"Should this be a metric, a log, or a trace?" is the most common observability design question. There are clear rules of thumb.
Reach for Metrics When…
- You want a dashboard or an alert
- The question is "how many / how often / how long"
- Long retention (months) at low cost is important
- You need fast aggregation across many machines
Examples: requests per second, p95 latency, queue depth, error rate, CPU utilisation, business KPIs (signups per minute, revenue per hour).
Reach for Logs When…
- You need the full context of an individual event
- You will look at this rarely but in great detail when something goes wrong
- Audit, compliance, or security forensics is involved
- The data is naturally textual (stack traces, command lines, request bodies)
Examples: stack traces, login attempts, configuration changes, slow-query logs, ad-hoc debug output.
Reach for Traces When…
- The question is "why is this slow" or "which downstream broke"
- A request crosses two or more services
- You need to see causality between operations within a request
Examples: a checkout request that touches 8 services, a Lambda + SQS + DynamoDB chain, a SaaS app where a customer reports a single slow operation.
The Decision Table
| Question | Metric | Log | Trace |
|---|---|---|---|
| Are we receiving traffic? | ✅ | ||
| How many errors per minute? | ✅ | ||
| Is the p99 over our SLO? | ✅ | ||
| What was the exact error? | ✅ | ✅ | |
| Why did request X take 4 seconds? | ✅ | ||
| Which user had a problem at 3:14pm? | ✅ | ✅ | |
| Did anyone change a security group? | ✅ | ||
| Is service A or service B the bottleneck? | partial | ✅ | |
| What is our 95th percentile error budget burn? | ✅ |
Cost Drivers
Vendors price by quantity. Understanding the drivers prevents budget surprises.
| Signal | Cost driver |
|---|---|
| Metrics | Number of unique time series (cardinality) × retention |
| Logs | Bytes ingested + bytes indexed + retention |
| Traces | Spans ingested (after sampling) |
The biggest waste in observability spend is high-cardinality metrics. If you put user_id in a Prometheus label, your bill explodes and queries slow to a crawl. If you put it in a log line, you pay only for the bytes.
Sampling
- Metrics are pre-aggregated; sampling is the wrong concept.
- Logs can be sampled at high volume — keep all errors, sample 1% of debug.
- Traces almost always sample. Strategies:
- Head-based — decide when the trace starts (cheap, simple, may miss interesting traces)

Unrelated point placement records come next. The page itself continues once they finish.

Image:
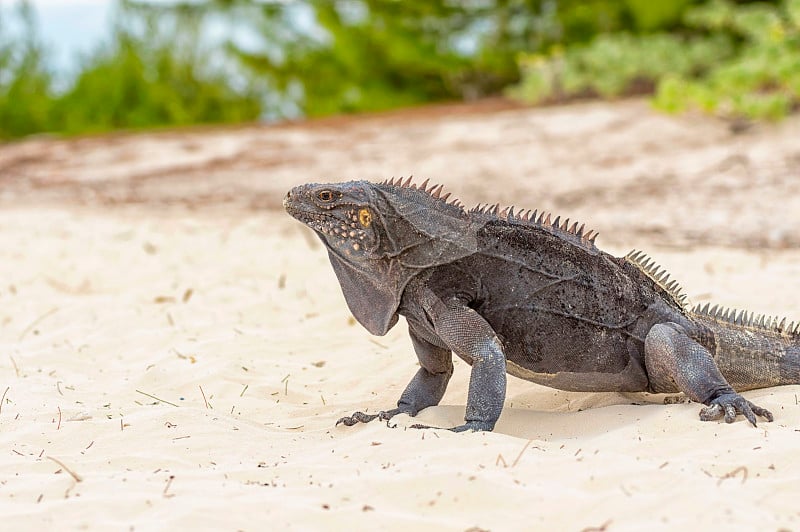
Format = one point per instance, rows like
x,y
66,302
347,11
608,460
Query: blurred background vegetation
x,y
177,63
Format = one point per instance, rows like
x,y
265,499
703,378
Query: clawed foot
x,y
473,426
731,404
361,417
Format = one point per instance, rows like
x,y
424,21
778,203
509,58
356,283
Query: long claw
x,y
356,417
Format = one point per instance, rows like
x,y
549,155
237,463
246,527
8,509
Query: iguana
x,y
531,295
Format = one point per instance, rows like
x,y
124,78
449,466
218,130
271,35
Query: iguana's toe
x,y
473,426
356,417
729,405
361,417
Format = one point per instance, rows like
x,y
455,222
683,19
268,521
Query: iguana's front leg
x,y
425,389
675,360
466,333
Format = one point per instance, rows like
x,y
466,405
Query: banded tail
x,y
752,351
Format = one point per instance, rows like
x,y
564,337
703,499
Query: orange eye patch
x,y
364,217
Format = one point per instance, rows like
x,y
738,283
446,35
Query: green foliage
x,y
25,83
152,77
739,61
615,64
372,55
761,81
154,72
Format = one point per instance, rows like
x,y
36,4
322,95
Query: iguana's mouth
x,y
319,221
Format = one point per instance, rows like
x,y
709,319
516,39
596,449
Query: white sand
x,y
102,303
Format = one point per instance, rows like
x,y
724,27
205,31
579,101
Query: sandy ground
x,y
174,349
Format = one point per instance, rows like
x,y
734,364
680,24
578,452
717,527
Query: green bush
x,y
739,61
761,81
25,84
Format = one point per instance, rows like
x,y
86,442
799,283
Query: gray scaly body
x,y
524,294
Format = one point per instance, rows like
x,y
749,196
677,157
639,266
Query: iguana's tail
x,y
753,351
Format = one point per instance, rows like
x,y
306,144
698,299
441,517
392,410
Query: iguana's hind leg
x,y
677,362
425,389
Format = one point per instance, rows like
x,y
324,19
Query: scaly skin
x,y
533,297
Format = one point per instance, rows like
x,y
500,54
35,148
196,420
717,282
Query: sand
x,y
175,350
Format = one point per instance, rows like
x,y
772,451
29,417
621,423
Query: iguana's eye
x,y
364,217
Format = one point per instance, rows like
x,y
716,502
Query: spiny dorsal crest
x,y
541,220
435,191
575,232
750,320
659,275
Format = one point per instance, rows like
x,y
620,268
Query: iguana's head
x,y
379,235
343,215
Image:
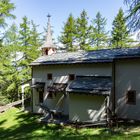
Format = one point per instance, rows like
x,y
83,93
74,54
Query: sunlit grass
x,y
15,124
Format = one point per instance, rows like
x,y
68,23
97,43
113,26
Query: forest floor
x,y
15,124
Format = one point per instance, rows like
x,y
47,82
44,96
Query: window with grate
x,y
131,97
49,76
71,77
40,97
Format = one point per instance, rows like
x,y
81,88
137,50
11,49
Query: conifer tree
x,y
120,33
68,34
133,14
10,74
6,7
29,43
82,31
99,36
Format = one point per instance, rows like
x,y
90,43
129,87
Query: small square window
x,y
51,95
40,97
71,77
131,97
49,76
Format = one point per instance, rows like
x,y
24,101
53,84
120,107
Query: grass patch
x,y
15,125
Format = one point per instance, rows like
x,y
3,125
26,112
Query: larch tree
x,y
120,33
10,71
68,34
82,31
133,16
99,36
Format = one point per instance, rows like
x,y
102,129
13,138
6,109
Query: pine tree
x,y
9,69
68,34
133,14
82,31
99,36
29,43
6,7
120,33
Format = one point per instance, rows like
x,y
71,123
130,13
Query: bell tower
x,y
48,47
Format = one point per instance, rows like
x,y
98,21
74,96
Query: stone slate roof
x,y
104,55
99,85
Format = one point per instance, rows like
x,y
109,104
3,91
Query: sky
x,y
59,10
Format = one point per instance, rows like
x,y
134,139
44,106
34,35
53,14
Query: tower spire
x,y
48,46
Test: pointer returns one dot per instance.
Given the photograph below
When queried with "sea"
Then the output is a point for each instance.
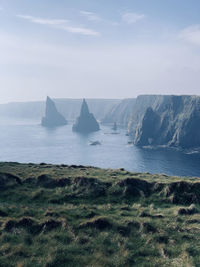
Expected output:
(27, 141)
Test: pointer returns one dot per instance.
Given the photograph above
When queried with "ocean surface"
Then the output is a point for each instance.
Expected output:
(25, 141)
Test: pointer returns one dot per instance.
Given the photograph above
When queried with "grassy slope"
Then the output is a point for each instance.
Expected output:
(80, 216)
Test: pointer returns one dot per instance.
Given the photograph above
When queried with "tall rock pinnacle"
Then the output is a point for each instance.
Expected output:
(86, 122)
(52, 117)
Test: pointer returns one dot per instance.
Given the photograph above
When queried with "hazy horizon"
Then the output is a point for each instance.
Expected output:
(95, 49)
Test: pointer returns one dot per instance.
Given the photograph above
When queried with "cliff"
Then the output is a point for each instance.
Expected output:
(86, 122)
(120, 113)
(68, 107)
(166, 120)
(52, 117)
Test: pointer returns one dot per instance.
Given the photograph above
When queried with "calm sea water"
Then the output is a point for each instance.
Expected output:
(29, 142)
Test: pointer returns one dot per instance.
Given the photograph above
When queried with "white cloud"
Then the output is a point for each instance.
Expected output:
(90, 16)
(191, 34)
(60, 24)
(131, 18)
(43, 21)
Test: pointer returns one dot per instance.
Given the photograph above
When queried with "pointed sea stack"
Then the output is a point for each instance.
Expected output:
(86, 122)
(52, 117)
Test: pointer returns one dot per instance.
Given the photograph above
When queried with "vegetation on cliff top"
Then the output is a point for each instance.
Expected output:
(59, 215)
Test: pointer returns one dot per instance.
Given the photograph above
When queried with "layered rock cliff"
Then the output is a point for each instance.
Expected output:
(86, 122)
(52, 117)
(120, 113)
(166, 120)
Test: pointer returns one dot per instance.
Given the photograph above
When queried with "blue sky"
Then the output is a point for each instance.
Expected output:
(98, 49)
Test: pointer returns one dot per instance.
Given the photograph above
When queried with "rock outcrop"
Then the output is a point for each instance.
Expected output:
(120, 113)
(52, 117)
(86, 122)
(166, 120)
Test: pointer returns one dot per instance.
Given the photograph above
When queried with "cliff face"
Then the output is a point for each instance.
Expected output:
(166, 120)
(86, 122)
(52, 117)
(120, 113)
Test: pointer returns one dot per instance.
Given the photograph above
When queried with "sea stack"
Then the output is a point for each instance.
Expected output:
(86, 122)
(52, 117)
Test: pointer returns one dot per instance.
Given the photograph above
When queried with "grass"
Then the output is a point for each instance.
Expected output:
(58, 215)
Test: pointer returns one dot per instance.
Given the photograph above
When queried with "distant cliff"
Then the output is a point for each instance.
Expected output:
(86, 122)
(52, 117)
(166, 120)
(120, 113)
(69, 108)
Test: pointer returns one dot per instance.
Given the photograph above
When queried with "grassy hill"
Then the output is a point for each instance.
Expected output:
(59, 215)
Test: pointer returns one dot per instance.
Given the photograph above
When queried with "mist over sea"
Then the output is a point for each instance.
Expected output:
(27, 141)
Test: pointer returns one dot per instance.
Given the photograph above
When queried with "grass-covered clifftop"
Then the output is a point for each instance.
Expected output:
(58, 215)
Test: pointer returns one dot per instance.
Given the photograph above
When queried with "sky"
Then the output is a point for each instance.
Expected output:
(98, 48)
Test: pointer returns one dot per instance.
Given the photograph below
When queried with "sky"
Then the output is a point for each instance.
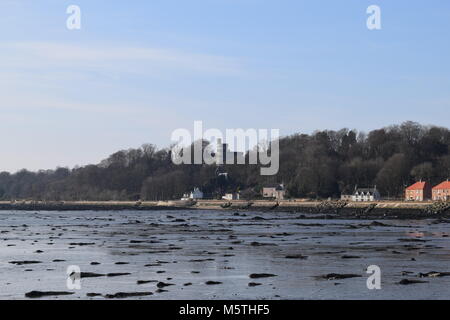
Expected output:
(138, 70)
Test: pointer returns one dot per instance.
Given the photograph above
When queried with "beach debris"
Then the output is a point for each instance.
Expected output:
(124, 295)
(261, 275)
(337, 276)
(40, 294)
(408, 282)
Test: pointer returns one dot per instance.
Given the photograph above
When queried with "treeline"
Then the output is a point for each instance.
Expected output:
(323, 164)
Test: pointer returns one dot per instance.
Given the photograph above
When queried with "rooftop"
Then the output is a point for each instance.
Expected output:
(417, 186)
(443, 185)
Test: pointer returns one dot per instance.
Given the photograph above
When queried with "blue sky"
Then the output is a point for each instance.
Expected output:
(137, 70)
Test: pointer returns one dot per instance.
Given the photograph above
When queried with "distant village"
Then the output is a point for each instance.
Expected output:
(418, 192)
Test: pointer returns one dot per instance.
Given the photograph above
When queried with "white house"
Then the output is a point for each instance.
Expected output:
(194, 195)
(366, 195)
(231, 196)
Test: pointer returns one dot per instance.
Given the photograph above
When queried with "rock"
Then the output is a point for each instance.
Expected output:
(337, 276)
(254, 284)
(90, 275)
(20, 263)
(163, 285)
(297, 256)
(261, 275)
(145, 281)
(93, 295)
(408, 282)
(123, 295)
(118, 274)
(434, 274)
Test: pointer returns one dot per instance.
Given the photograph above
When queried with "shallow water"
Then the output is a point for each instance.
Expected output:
(199, 246)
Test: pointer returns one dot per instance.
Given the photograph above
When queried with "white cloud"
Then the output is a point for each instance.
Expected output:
(39, 55)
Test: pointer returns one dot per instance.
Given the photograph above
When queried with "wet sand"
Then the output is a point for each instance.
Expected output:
(207, 254)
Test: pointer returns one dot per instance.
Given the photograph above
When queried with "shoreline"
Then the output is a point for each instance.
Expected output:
(331, 209)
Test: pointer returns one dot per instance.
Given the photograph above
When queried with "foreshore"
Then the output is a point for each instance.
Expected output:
(387, 209)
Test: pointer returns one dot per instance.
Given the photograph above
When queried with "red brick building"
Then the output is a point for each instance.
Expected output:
(442, 191)
(419, 191)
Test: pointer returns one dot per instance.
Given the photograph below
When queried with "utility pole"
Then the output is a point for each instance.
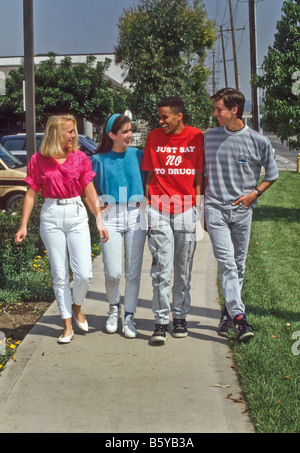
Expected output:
(234, 49)
(224, 58)
(252, 28)
(29, 78)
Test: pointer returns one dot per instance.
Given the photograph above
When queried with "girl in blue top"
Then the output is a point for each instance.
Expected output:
(119, 183)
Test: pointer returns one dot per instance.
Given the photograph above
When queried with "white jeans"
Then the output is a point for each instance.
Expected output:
(65, 232)
(128, 224)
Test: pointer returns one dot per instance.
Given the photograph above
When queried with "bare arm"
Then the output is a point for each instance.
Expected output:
(29, 201)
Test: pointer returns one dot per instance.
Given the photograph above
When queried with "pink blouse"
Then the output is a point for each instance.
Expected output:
(56, 180)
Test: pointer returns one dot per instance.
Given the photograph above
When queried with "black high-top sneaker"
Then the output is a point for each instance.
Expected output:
(243, 330)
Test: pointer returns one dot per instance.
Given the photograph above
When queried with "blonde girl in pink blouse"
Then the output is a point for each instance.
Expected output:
(62, 174)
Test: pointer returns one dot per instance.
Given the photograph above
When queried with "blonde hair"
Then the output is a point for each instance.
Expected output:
(51, 144)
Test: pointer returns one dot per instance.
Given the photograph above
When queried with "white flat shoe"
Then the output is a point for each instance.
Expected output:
(64, 340)
(82, 325)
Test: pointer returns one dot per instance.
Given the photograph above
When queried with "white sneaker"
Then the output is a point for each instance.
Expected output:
(128, 329)
(113, 317)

- Tail-based — buffer traces and decide after they finish, keeping all errors and slow ones (expensive but optimal)
Retention
| Metrics | 13 months — capacity planning, year-over-year |
| Logs | 30–90 days hot, 1+ year cold for compliance |
| Traces | 7–30 days — most useful while incidents are recent |
| Audit logs | 1–7 years (varies by regulation) |
Tier the storage. Hot, indexed storage for the last 30 days; cheap object storage for older data with slower query.
Wide Events: A Newer Idea
Honeycomb and others advocate for "wide events" — a single structured log per request with hundreds of fields (user_id, region, build_id, dependency latencies, feature flags, error class). You then derive metrics and traces from those events on the fly.
It is the unification of the three pillars: store events, derive aggregates, follow causality through them. Powerful, but the storage tooling has to handle it (column store, Druid, ClickHouse-style).
Anti-Patterns
- Logging everything as text — useless to your platform without parsing
- High-cardinality metric labels (user_id, request_id) — kills Prometheus
- One metric per customer — same problem
- Tracing every request unsampled in production — pay through the nose
- Logging at DEBUG in production by default — noise drowns signal
- Logs as your alerting source — too slow, too unreliable; alert on metrics
The Right Default
For a typical web service:
- Emit metrics for every request — service, route, status code, duration histogram.
- Emit one structured log per request at INFO with the same fields plus user/customer/request IDs.
- Emit a trace span for the request, with sub-spans for downstream calls.
- Sample traces at 1–10% but keep all error traces.
- Alert from metrics; investigate with traces; reconstruct stories with logs.
This pattern carries you a long way before you need anything custom.